Sometimes it only takes one inspiring educator to set you on your career path. As an undergrad at UC Davis in the late 1970s, Jon Cook had a charismatic professor who sparked his interest in the field of toxicology, which studies the safety effects of drugs and chemicals on living organisms.

“This guy was huge; he was 6 feet, 6 inches tall and 300 pounds and played football in college. He was so jovial and had so much enthusiasm,” says Cook, Chief Toxicology Scientist at Pfizer’s Groton, Connecticut research site.

As part of their course work, they did field research with California’s migrant farm workers to study the safety effects of spraying pesticides. In fact, the professor’s research eventually led to important safety regulations enacted around pesticide exposure. “He improved health and safety in their workplace, and that just seemed so practical and helpful because the migrant laborers had been working in really bad conditions,” he says.

Cook went on to earn a Ph.D. in toxicology and embark on 30-year career in the field, primarily working in the pharmaceutical industry. As a toxicologist, Cook primarily sees his role as a problem solver, helping to understand the human relevance of safety issues that would otherwise hold up a drug development program. “I have a history of addressing problems, when we have adverse findings with safety,” says Cook. 

In a recent conversation with Cook, he shares some insights into the discipline that covers biology, chemistry and public health and its role in helping ensure that medicines are safe. 

Get Science: When do toxicology studies occur in the process of developing a new medicine?

Cook: Toxicologists are actually working throughout the drug discovery process, from the first selection of a target to Phase III.  In the preclinical phase, the biggest part of drug safety is just to make sure we’re designing a safe molecule, and later it becomes more about understanding biomarkers and what are the risks for patients. When you get to the clinical trial phase, I think of us as an “enabler,” and we’re not the primary focus. We’re there to help ensure a medicine is safely moving along the approval pathway. When it eventually becomes a drug, the safety aspects are added to the label to guide physicians. 

Get Science: What are some of the main safety issues with medicines that toxicologists study?

Cook: In the very beginning we look at whether a molecule would be genotoxic, destructive to a cell’s DNA and do rodent/non-rodent safety studies. We have to demonstrate safety in these areas before we can conduct clinical trials in humans. The other most important piece we look at is whether a drug could cause birth defects during embryo-fetal development. 

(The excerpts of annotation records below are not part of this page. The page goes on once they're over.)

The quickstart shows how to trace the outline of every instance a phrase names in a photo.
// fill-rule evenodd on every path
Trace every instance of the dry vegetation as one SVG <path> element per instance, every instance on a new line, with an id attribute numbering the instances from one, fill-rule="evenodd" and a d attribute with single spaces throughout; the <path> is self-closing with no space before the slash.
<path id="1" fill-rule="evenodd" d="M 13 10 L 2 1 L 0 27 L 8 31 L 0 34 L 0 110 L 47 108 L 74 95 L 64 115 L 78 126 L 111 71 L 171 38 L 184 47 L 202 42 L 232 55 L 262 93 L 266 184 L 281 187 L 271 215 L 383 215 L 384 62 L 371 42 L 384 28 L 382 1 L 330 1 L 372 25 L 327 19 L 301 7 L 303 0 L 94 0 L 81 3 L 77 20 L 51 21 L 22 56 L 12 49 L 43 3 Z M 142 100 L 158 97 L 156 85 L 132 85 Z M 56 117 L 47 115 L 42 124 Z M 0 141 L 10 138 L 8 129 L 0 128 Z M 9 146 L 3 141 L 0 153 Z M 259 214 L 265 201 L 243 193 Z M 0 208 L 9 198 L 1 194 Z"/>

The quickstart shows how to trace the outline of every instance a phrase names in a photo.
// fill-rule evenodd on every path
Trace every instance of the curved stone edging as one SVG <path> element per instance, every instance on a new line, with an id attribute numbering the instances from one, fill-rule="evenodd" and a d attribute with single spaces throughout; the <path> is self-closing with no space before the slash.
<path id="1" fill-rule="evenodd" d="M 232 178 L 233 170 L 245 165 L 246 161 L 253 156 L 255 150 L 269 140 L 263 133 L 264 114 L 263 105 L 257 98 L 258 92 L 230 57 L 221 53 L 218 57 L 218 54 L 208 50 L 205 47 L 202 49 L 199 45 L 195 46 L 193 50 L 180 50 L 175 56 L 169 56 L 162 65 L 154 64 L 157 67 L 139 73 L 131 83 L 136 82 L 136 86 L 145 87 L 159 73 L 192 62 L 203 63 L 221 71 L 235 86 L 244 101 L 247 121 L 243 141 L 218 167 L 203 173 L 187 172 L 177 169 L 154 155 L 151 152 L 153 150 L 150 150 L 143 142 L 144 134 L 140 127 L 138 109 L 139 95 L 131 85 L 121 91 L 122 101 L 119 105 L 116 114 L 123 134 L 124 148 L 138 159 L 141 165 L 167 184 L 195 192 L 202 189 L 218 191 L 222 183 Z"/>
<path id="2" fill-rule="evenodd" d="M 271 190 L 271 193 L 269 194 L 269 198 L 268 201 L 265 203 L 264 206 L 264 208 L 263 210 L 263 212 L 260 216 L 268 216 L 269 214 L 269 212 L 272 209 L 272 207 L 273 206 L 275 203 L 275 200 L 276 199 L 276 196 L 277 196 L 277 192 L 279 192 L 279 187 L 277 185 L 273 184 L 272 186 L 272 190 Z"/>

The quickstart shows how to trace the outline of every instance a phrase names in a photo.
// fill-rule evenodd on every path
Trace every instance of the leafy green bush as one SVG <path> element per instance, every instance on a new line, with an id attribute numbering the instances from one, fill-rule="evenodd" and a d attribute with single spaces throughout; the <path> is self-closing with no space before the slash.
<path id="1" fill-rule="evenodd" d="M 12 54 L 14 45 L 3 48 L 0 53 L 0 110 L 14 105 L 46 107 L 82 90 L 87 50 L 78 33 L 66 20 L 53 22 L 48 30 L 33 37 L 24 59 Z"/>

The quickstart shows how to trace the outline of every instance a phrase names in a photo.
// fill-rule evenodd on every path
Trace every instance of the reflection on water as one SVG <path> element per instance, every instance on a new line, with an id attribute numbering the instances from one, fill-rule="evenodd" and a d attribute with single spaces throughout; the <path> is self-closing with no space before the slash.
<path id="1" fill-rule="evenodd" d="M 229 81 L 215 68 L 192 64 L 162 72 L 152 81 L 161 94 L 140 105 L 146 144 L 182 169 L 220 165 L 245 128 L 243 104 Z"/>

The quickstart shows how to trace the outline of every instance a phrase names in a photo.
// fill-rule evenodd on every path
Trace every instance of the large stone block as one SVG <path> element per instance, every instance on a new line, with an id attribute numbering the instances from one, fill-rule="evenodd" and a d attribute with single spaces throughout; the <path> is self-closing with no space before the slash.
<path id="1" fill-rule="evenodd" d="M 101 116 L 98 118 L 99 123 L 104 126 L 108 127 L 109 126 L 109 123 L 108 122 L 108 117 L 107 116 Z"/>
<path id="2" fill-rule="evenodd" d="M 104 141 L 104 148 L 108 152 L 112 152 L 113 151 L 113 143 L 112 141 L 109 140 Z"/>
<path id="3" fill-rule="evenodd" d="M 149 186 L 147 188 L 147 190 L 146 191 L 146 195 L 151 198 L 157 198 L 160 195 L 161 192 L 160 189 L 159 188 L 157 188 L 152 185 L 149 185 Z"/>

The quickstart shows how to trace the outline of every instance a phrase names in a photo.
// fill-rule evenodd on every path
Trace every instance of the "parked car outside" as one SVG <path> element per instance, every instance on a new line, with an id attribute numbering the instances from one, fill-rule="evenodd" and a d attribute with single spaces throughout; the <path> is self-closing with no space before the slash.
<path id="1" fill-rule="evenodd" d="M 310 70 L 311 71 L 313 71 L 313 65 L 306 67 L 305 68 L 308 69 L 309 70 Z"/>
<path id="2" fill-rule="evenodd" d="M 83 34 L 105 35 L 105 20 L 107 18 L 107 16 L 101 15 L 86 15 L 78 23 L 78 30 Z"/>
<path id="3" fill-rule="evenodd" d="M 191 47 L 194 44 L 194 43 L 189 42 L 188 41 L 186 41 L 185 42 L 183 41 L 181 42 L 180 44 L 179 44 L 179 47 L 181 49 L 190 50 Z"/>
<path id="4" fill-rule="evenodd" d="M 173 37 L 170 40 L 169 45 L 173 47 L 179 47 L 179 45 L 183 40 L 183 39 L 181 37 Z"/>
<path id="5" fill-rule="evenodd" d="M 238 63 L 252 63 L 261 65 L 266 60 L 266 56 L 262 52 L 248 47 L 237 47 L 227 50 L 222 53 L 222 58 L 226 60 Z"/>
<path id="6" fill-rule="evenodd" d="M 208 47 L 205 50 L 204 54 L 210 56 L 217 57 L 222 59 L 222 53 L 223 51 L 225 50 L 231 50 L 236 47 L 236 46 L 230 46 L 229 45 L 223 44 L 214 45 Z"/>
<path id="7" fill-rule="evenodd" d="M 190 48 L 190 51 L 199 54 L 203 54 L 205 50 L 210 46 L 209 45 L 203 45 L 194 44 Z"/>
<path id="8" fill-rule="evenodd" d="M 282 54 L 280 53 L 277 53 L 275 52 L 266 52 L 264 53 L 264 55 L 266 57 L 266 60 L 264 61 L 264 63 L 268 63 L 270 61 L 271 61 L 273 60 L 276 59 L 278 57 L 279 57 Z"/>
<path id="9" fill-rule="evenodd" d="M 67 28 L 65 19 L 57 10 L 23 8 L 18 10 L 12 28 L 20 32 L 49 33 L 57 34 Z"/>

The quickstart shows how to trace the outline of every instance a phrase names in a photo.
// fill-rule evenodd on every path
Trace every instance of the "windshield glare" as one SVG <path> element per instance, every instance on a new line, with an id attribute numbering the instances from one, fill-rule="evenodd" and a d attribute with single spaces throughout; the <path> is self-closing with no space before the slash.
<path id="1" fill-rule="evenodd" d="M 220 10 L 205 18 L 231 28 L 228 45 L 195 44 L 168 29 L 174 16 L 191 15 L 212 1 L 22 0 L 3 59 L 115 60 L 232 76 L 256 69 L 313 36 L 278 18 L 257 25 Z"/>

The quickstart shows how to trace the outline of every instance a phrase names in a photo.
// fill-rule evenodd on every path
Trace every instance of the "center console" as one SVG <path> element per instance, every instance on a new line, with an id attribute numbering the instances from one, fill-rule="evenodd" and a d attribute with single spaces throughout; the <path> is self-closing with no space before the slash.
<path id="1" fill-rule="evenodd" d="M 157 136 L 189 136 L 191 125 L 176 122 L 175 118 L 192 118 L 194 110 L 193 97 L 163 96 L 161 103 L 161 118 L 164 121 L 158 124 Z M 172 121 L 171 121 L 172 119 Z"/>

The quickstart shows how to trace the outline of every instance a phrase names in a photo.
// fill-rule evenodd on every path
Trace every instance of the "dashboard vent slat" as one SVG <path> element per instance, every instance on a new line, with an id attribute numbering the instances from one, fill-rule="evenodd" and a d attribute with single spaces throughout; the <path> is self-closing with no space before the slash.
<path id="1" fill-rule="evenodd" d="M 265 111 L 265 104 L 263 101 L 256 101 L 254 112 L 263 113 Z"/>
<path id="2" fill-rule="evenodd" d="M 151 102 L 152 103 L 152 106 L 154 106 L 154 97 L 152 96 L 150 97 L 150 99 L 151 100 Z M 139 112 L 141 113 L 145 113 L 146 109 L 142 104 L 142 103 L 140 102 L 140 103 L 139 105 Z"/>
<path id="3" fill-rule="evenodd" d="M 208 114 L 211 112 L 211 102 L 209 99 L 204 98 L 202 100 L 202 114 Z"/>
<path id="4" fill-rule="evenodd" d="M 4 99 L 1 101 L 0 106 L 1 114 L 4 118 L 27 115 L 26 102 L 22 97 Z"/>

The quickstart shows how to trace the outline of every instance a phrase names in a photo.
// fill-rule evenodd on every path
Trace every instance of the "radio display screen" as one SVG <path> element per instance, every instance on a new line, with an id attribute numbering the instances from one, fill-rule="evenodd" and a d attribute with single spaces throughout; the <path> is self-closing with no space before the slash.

Get Science: How has the field of toxicology evolved in recent years? 

Cook: If you’re talking about the whole field and not just drug development, we’re trying to play a much more active role in providing good science to lawmakers to enact legislation that protects human health.  Also, toxicology as a field is working on ways to reduce animal studies and instead use to in-vitro systems that use advanced cellular models

Get Science: Are there any new technological advances that are transforming toxicology in pharma?

Cook: The biggest transformation has been the use of 3D cell culture systems,which more closely mimic organ system, to help us predict adverse outcomes, leading to better translation and lower drug failure rates. That’s probably the biggest piece that is moving the field forward. To give you one example, if you take a liver cell, and do a primary culture — growing cells within controlled conditions — within three days it loses most of its normal metabolism capabilities. But with these advanced 3D culture systems, they can change the physiology of liver cells so they maintain normal levels of drug metabolizing enzymes and therefore respond to a drug more similar to what it’s like in realistic conditions in humans. 

Get Science: What excites you most about being a scientist today working in pharma?

Cook: The thought of being able to advance important medicine to help treat diseases, especially cancer. I have worked in oncology my whole life, and it used to be that we really weren’t able to cure people. Now if you look at oncology, with precision medicine approaches, we’re able to identify whether patients will respond to our drug and produce meaningful increases in people’s life expectancy and in some cases to cure them. But the growing field of immuno-oncology brings up issues of how we do safety, and apply precision medicine approaches to toxicology and safety too. I never thought we would be there and we're almost at a turning point in medicine. It just about gives you chills down your back.